The following is an excerpt from Maisy Card's book These Ghosts Are Family, a transporting debut novel that reveals the ways in which a Jamaican family forms and fractures over generations. Maisy Card holds an MFA in Fiction from Brooklyn College and is a public librarian. Her writing has appeared in Lenny Letter, School Library Journal, Agni, Sycamore Review, Liars’ League NYC, and Ampersand Review.
Independence City, 1999
There were only four bedrooms in the house, so we visitors had to triple up in beds. Those on the outer edges slept lightly, on our sides, afraid of rolling off during the night. Those in the middle slept on our backs, afraid to spoon with relatives we hadn’t seen in years. We crossed our arms over our chests like dead pharaohs and tried to keep our elbows out of the way. Vera had been dead for five days by the time we arrived, and it would be four more days until her Nine Night, five until her funeral. It was Bernard, the yard boy who’d always followed behind Vera like a stray dog, who borrowed blankets from the neighbors to make the rest of us pallets on the floor.
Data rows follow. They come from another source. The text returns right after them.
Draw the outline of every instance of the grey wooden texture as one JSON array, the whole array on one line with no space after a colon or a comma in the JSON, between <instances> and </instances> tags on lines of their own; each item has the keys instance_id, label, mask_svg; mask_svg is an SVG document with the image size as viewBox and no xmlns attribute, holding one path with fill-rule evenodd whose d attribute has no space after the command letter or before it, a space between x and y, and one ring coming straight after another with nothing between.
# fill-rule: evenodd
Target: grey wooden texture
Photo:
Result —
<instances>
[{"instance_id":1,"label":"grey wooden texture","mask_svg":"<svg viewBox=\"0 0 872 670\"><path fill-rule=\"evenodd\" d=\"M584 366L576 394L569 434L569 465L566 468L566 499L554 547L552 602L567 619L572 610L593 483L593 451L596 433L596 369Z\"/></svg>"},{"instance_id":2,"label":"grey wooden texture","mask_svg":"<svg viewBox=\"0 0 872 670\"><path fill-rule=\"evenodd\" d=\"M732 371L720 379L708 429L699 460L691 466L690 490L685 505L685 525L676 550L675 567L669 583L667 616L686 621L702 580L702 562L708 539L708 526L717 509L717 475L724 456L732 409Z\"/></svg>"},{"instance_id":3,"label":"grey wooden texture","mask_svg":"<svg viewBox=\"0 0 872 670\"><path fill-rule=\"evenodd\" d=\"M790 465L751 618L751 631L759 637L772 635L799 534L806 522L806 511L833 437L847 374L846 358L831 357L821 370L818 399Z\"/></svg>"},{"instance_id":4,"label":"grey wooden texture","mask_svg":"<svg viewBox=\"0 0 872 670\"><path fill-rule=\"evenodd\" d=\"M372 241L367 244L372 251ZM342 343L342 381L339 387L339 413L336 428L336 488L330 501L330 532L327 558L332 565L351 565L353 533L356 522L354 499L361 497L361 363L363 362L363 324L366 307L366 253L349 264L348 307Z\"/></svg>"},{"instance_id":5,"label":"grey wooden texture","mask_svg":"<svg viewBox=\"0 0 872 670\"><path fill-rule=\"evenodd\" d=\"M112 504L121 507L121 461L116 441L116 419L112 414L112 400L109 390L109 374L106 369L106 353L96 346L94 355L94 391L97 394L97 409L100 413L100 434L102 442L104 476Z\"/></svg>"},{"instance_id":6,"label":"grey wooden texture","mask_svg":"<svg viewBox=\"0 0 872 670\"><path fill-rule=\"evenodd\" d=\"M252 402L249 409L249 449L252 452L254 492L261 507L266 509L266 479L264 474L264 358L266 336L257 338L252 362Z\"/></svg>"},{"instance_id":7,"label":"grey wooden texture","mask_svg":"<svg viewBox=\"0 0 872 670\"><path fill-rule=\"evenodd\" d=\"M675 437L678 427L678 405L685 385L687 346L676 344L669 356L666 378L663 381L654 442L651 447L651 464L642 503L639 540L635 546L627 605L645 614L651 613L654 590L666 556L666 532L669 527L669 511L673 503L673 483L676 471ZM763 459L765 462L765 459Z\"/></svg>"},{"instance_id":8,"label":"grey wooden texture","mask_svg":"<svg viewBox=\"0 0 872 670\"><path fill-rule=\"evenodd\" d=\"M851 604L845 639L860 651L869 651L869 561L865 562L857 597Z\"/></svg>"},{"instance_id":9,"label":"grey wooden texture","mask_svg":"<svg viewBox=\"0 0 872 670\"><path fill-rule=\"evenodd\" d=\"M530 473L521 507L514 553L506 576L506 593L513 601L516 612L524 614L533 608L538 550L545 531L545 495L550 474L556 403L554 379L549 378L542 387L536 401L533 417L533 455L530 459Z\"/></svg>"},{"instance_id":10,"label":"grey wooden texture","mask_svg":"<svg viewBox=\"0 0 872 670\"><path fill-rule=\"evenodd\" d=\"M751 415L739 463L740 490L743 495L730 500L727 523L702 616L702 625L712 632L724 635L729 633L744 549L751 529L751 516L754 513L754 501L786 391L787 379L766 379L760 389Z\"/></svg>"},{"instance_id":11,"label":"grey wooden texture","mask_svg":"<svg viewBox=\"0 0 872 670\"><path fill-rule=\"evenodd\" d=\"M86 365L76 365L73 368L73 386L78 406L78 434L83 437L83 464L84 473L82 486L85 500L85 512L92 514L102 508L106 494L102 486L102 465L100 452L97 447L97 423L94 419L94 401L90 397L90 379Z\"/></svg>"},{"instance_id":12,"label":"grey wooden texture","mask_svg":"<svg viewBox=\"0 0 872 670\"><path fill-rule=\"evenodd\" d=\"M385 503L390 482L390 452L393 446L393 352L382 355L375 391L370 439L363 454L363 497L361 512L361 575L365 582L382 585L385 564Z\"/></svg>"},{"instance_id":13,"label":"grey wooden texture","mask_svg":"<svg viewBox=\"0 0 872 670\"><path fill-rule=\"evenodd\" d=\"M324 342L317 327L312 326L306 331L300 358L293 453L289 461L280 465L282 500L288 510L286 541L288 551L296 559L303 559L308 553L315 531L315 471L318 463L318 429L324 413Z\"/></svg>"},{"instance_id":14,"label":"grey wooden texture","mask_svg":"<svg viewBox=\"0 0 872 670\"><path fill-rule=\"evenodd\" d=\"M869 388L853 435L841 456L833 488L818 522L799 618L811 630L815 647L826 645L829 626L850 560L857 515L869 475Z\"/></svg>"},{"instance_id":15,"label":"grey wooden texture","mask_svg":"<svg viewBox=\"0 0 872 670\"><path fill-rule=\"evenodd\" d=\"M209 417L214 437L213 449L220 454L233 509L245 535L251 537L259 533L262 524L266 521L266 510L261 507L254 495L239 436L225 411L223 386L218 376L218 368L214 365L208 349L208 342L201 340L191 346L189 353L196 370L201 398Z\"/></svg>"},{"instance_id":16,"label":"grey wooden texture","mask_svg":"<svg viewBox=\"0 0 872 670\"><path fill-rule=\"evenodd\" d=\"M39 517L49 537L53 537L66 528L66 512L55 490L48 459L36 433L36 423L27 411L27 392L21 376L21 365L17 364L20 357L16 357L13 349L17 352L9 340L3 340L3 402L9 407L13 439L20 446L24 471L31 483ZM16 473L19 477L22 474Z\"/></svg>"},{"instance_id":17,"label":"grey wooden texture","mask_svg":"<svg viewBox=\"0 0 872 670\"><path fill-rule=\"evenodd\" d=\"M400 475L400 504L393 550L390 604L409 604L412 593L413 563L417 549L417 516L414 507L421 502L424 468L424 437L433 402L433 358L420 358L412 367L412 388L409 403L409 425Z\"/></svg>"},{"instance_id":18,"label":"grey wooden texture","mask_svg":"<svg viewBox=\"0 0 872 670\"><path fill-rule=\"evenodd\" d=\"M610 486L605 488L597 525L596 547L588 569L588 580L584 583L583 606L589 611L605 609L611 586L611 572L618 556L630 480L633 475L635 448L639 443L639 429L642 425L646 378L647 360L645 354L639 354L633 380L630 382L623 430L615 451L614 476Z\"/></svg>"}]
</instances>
None of us had come to see Vera in the five years she spent dying at home, but it seemed as if everyone she had ever passed on the street had flown to Jamaica in the days before her funeral. It was Bernard who borrowed Vincent’s car and made a dozen trips in one day, shuttling us between Manley Airport and Independence City.
It soon became impossible to move about the house without tripping over people. Geraldine, who’d been Vera’s “helper,” slept on the veranda in a mosquito-net tent Bernard made her, while Vera’s three dogs kept watch outside.
In the aftermath of Vera’s death, it had become clear to Bernard that he was property that Vera’s children, Irene and Vincent, had no wish to inherit.
“You know, Bernard, in Egypt, when the pharaoh dead, the royal servant them did bury with them master,” Vincent had said over breakfast, laughing. Bernard listened as Vincent shared the details of Vera’s will with the visitors, while he helped Geraldine serve them food.
He noticed Vincent had started wearing a pair of oversized reading glasses, showing off because he’d sold Vera’s family jewelry, before she was even dead, to enroll at the University of the West Indies. He was proud of himself for no longer being a 29-year-old man living at home with his mother, even though it was only her death that had changed that setup. The house was his now. Irene had moved with her two kids to the U.S. the year before. Vincent was free to keep the house and start his own family, or if he sold, he and Irene would split the money, and he could move to New York, as he’d always dreamed.
Vincent’s words haunted Bernard. He had spent the last few days mourning Vera so deeply it had not occurred to him to have concern for himself. But that morning, after breakfast, while making his fourth trip from the airport, Bernard had driven by a skeletal man with matted dreadlocks, wading through a polluted portion of the Kingston Harbour, looking into the reddish-brown water, trying to catch fish with his bare hands. Something came over Bernard—his future, to be exact—and he had pulled off the road to get a closer look, leaving Irene and her kids sweating in the backseat of the car, spooked and confused. Exactly how he felt too.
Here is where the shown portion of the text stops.